Ich mag Bands und ich mag Shirts. Aber wie sieht’s mit der allgegenwärtigen Kombination aus beidem aus? Bandshirts sind Segen und Fluch zugleich. Sie lösen Begeisterung und Hassparolen aus, sind Ausdruck von Zugehörigkeit und vermögen es, dem Träger mit dem Kauf eines solchen die erhoffte Portion Anerkennung mitzuliefern – sofern der bekennende Musik-Fan zum richtgen Logo greift und dann auch noch in die vermeintliche Subkulturen-Schublade passt. Andernfalls kann das Ganze ziemlich bitter ausgehen. Für alle Beteiligten.

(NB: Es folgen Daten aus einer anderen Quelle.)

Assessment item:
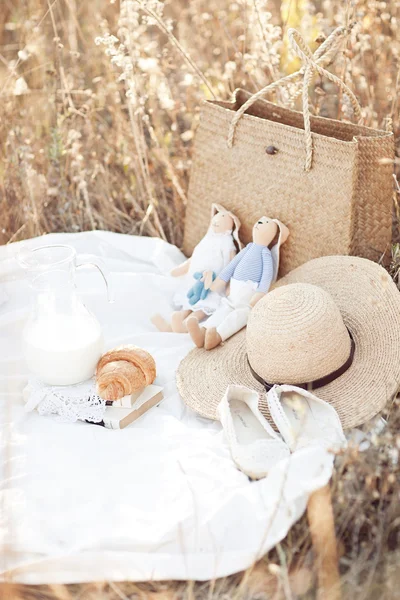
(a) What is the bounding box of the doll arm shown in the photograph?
[257,248,274,294]
[170,258,191,277]
[216,244,250,283]
[250,248,274,307]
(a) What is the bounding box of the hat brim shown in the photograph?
[177,256,400,428]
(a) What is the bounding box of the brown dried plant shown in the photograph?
[0,0,400,600]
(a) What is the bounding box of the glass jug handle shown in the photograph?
[76,254,115,304]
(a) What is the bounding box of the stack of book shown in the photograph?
[96,385,163,429]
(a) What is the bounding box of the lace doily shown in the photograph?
[24,379,106,423]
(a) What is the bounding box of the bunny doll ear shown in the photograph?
[271,219,290,283]
[210,202,228,219]
[211,202,243,250]
[228,212,243,250]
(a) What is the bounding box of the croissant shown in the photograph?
[96,345,156,401]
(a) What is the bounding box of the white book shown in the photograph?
[99,385,163,429]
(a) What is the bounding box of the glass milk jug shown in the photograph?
[20,245,112,385]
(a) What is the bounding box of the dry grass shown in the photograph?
[0,0,400,600]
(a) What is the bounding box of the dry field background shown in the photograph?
[0,0,400,600]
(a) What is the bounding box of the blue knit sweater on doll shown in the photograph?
[219,242,274,293]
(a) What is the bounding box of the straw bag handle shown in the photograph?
[227,27,361,171]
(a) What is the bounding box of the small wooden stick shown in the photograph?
[307,484,342,600]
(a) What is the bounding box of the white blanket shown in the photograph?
[0,232,332,583]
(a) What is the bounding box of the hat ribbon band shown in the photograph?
[247,331,356,392]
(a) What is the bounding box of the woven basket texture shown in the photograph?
[183,90,394,275]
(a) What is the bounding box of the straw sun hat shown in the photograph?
[177,256,400,428]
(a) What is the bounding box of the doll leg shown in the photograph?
[150,315,172,333]
[204,306,251,350]
[186,316,206,348]
[186,310,207,323]
[171,310,192,333]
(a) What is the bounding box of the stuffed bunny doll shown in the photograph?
[187,217,289,350]
[151,204,241,333]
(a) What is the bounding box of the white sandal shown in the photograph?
[217,385,290,479]
[267,385,346,452]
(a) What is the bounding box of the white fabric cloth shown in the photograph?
[23,378,106,423]
[173,229,236,315]
[204,277,258,341]
[0,232,332,584]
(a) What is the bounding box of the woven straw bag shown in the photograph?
[183,27,394,275]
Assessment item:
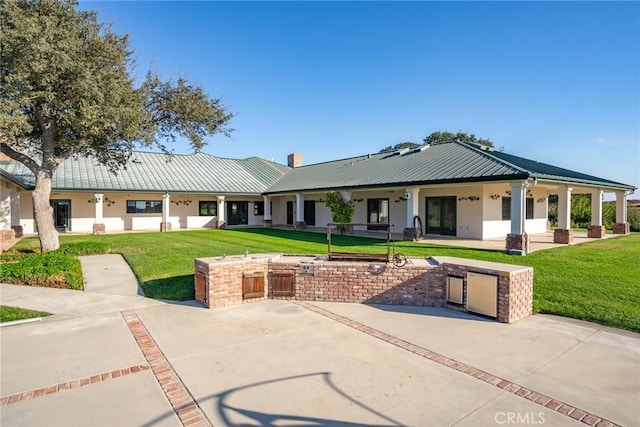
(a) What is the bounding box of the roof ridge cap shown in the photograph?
[454,141,532,175]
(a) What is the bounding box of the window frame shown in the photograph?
[502,196,535,221]
[198,200,218,216]
[253,202,264,216]
[126,199,162,215]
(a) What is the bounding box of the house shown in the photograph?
[0,141,635,252]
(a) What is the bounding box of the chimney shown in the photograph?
[287,153,302,168]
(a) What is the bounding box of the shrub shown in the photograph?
[325,191,355,232]
[0,252,82,290]
[56,242,109,256]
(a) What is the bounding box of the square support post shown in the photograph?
[613,191,629,234]
[506,181,529,255]
[587,190,605,239]
[553,187,573,245]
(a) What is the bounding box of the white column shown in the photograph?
[262,196,271,221]
[405,188,420,228]
[511,181,528,234]
[93,194,104,224]
[591,190,603,227]
[558,187,573,230]
[218,196,225,224]
[616,191,627,224]
[162,193,171,231]
[10,191,20,227]
[296,193,304,222]
[0,187,13,230]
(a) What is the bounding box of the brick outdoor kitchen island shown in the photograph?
[195,254,533,323]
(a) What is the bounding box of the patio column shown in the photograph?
[506,181,529,255]
[216,196,225,228]
[553,187,573,245]
[587,190,605,239]
[262,196,273,228]
[9,191,22,237]
[613,191,629,234]
[93,193,106,235]
[295,193,307,230]
[403,188,422,240]
[160,193,171,231]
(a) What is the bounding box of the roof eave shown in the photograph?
[262,173,530,196]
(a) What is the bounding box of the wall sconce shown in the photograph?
[87,197,116,206]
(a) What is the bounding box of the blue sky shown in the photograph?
[81,1,640,198]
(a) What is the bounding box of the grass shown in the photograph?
[6,228,640,332]
[0,305,50,323]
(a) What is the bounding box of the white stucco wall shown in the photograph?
[0,181,13,230]
[482,183,548,239]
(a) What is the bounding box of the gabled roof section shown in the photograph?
[265,141,634,194]
[266,142,528,194]
[484,151,635,190]
[1,152,289,194]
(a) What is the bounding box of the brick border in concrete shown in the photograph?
[0,363,151,406]
[291,301,617,427]
[120,310,212,427]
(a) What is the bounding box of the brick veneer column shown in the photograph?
[587,225,605,239]
[506,234,529,255]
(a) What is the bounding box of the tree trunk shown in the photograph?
[31,171,60,252]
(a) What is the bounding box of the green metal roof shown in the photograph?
[1,152,289,194]
[265,141,634,194]
[0,141,635,194]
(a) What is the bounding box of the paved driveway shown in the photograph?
[0,256,640,426]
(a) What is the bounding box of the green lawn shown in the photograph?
[0,305,50,323]
[6,228,640,331]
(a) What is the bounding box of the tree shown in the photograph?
[423,131,493,148]
[0,0,233,251]
[378,141,420,154]
[325,191,355,233]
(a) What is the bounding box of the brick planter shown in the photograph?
[195,254,533,323]
[587,225,605,239]
[11,225,23,239]
[506,234,529,255]
[613,222,629,234]
[553,228,573,245]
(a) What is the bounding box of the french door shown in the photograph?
[426,197,456,236]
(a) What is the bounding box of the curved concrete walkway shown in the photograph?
[0,256,640,426]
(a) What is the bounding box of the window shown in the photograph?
[198,200,218,216]
[253,202,264,215]
[367,199,389,230]
[502,197,533,221]
[527,197,533,219]
[127,200,162,213]
[502,197,511,221]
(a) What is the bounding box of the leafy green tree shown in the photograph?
[325,191,355,233]
[378,141,420,154]
[0,0,232,251]
[423,131,493,148]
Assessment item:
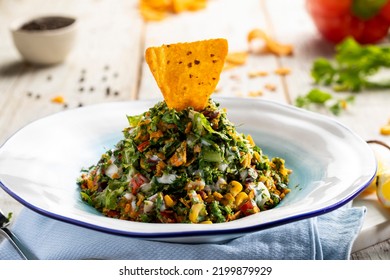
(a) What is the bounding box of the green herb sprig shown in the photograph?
[295,38,390,115]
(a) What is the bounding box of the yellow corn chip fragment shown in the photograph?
[172,0,207,13]
[248,29,293,55]
[145,39,228,111]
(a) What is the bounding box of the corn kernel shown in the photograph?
[164,194,175,207]
[246,134,255,147]
[213,192,223,201]
[235,192,248,207]
[188,203,204,223]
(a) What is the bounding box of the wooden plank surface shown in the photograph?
[0,0,390,259]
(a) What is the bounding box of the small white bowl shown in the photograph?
[11,15,77,65]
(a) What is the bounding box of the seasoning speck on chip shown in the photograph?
[145,39,228,111]
[51,95,65,104]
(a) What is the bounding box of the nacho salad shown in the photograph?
[78,39,291,223]
[79,100,290,223]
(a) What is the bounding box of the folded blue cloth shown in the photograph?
[0,207,366,260]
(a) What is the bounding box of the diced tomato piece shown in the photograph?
[130,173,149,195]
[240,199,255,216]
[137,141,150,152]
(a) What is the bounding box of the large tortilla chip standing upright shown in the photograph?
[145,39,228,111]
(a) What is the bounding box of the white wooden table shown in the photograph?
[0,0,390,259]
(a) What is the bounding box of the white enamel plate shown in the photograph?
[0,98,376,242]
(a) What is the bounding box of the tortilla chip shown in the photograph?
[145,39,228,111]
[248,29,293,55]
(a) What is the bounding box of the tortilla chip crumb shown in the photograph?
[247,28,293,56]
[248,90,263,97]
[380,122,390,136]
[275,67,291,76]
[139,0,207,21]
[248,71,268,78]
[51,95,65,104]
[264,84,276,91]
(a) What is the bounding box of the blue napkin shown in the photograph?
[0,206,366,260]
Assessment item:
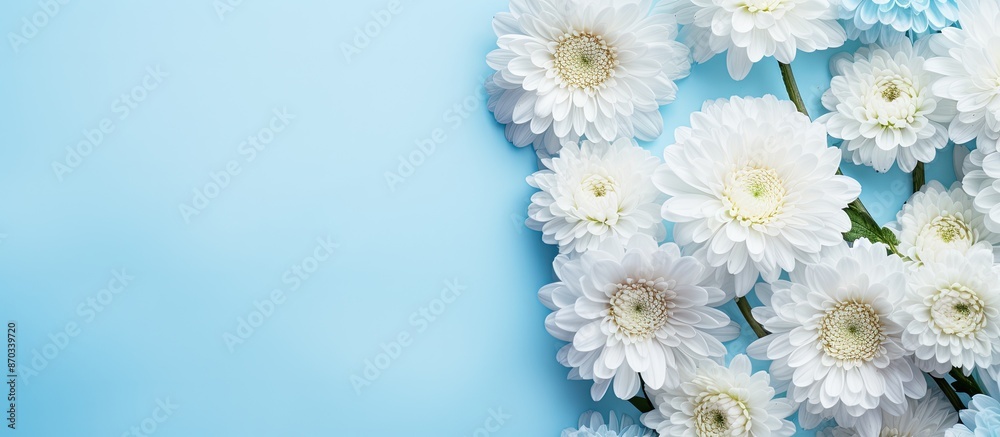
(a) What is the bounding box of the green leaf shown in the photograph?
[844,207,884,241]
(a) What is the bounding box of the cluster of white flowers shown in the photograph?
[486,0,1000,437]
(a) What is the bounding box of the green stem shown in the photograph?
[778,62,809,117]
[931,377,965,411]
[628,375,655,413]
[912,161,926,193]
[736,297,770,338]
[628,396,653,413]
[948,367,985,396]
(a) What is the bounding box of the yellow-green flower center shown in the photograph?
[930,284,986,337]
[723,166,785,226]
[609,279,672,339]
[820,301,885,363]
[554,31,618,91]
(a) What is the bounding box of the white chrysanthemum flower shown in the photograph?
[538,235,739,400]
[642,355,795,437]
[657,0,847,80]
[653,96,861,296]
[486,0,691,156]
[962,148,1000,233]
[896,245,1000,375]
[747,240,927,436]
[945,395,1000,437]
[561,410,653,437]
[924,0,1000,150]
[816,38,955,172]
[526,139,666,253]
[819,390,958,437]
[886,181,1000,267]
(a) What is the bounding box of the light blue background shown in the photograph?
[0,0,954,436]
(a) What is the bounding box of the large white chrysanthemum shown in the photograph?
[526,139,666,253]
[486,0,691,156]
[538,235,739,400]
[924,0,1000,150]
[561,410,653,437]
[653,96,861,296]
[816,38,955,172]
[819,390,958,437]
[962,149,1000,233]
[642,355,795,437]
[747,240,927,436]
[886,181,1000,267]
[897,245,1000,375]
[657,0,847,80]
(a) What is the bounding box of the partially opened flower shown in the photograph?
[816,38,955,172]
[538,235,739,400]
[486,0,691,156]
[561,410,653,437]
[962,148,1000,233]
[886,181,1000,267]
[642,355,795,437]
[819,390,958,437]
[526,139,666,253]
[897,245,1000,375]
[925,0,1000,151]
[653,96,861,296]
[945,395,1000,437]
[657,0,847,80]
[747,240,927,436]
[840,0,958,44]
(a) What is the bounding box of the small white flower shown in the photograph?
[561,410,653,437]
[747,240,927,436]
[486,0,691,156]
[816,38,955,172]
[526,139,666,253]
[653,96,861,296]
[886,181,1000,266]
[642,355,795,437]
[819,390,958,437]
[925,0,1000,151]
[538,235,739,400]
[962,148,1000,233]
[897,245,1000,375]
[657,0,847,80]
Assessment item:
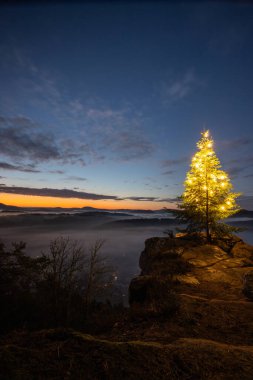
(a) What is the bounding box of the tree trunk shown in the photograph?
[206,189,211,242]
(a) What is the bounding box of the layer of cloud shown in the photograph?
[0,116,85,165]
[0,185,166,202]
[0,162,40,172]
[162,70,200,105]
[0,186,119,200]
[65,175,87,182]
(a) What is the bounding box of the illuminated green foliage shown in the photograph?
[179,131,240,240]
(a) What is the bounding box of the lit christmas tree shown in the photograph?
[179,131,240,241]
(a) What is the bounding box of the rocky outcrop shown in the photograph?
[129,234,253,345]
[129,234,253,304]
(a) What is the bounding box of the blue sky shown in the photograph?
[0,1,253,209]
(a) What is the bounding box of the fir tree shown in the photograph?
[179,130,240,241]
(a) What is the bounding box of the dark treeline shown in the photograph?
[0,237,122,334]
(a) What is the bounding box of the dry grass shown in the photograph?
[0,330,253,380]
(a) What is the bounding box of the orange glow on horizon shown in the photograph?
[0,193,175,210]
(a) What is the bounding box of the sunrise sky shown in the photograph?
[0,1,253,209]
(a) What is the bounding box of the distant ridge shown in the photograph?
[0,203,253,218]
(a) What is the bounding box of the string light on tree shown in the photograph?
[179,130,240,240]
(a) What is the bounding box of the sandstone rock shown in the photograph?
[243,269,253,301]
[129,234,253,304]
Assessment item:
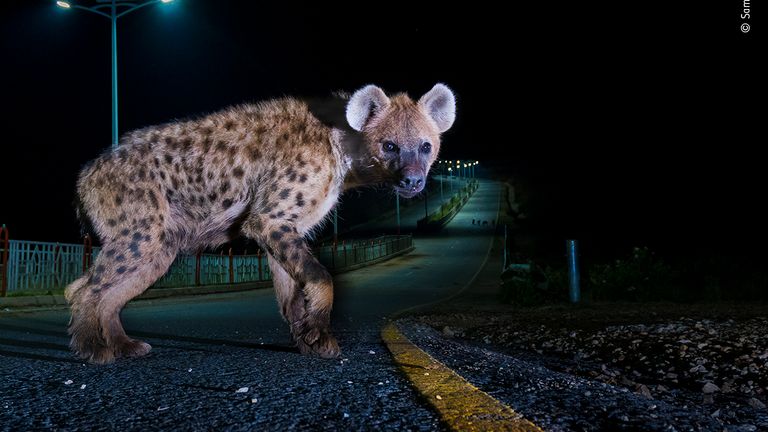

Denn wie immer gibt es zwei Seiten der Medaille, viele Sichtweisen und einen gigantischen Streitpunkt: Wer darf Bandshirts eigentlich guten Gewissens tragen? Hinsichtlich dieses Themas klafft zum Beispiel eine riesige Wunde im Herzen des passionierten Konzertgängers. In der Seele des eingefleischten Fans, der diesen überteuerten Merchandise-Artikel im todesmütigen After-Concert-Geschubse am Stand neben der Jackenausgabe ergattert hat. Der seit Jahren auf dieses eine Konzert seiner Lieblingsband gewartet hat, um anschließend die glorreiche Trophäe in Stoffform in den Händen halten zu können. Dann der Schock: Eine Woche später im Supermarkt. Eine vierzehnjährige Tussi streicht sich eine Peroxid-Strähne aus dem Haar, während sie mit ihren Leoparden-Pfennigabsätzen auf dem Diätjoghurt ausrutscht, der ihr gerade aus ihren widerlichen mit Strassteinen verzierten Fingernägeln gerutscht ist. Auf ihrer Brust: ein SLAYER-Schriftzug. „Warst du auch auf dem Konzert am Freitag?“ – „Häh??“. What The Fuck.
Dolce & Gabbana 2008
Es gab Zeiten – und hier stimme ich missmonster zu – da wusste man noch, wo man dran ist, wenn einer „Bikini Kill“, „Motörhead“ oder „David Bowie“ auf sein Oberteil gebügelt hatte. Einvernehmen, sekundenschnelle Sympathie, kurzweilige Verknalltheistanflüge oder auch insgeheime Fragezeichen im Kopf, die sich angesichts des offensichtlich unterirdischen Musikgeschmack des Gegenübers bildeten. Ob man das, was der andere da mit sich umher trug nun selbst vergötterte oder genial daneben fand, war einerlei, aber zumindest hatte das alles noch was mit der Musik an sich zu tun, statt mit einem seltsam ausgeprägten Ego.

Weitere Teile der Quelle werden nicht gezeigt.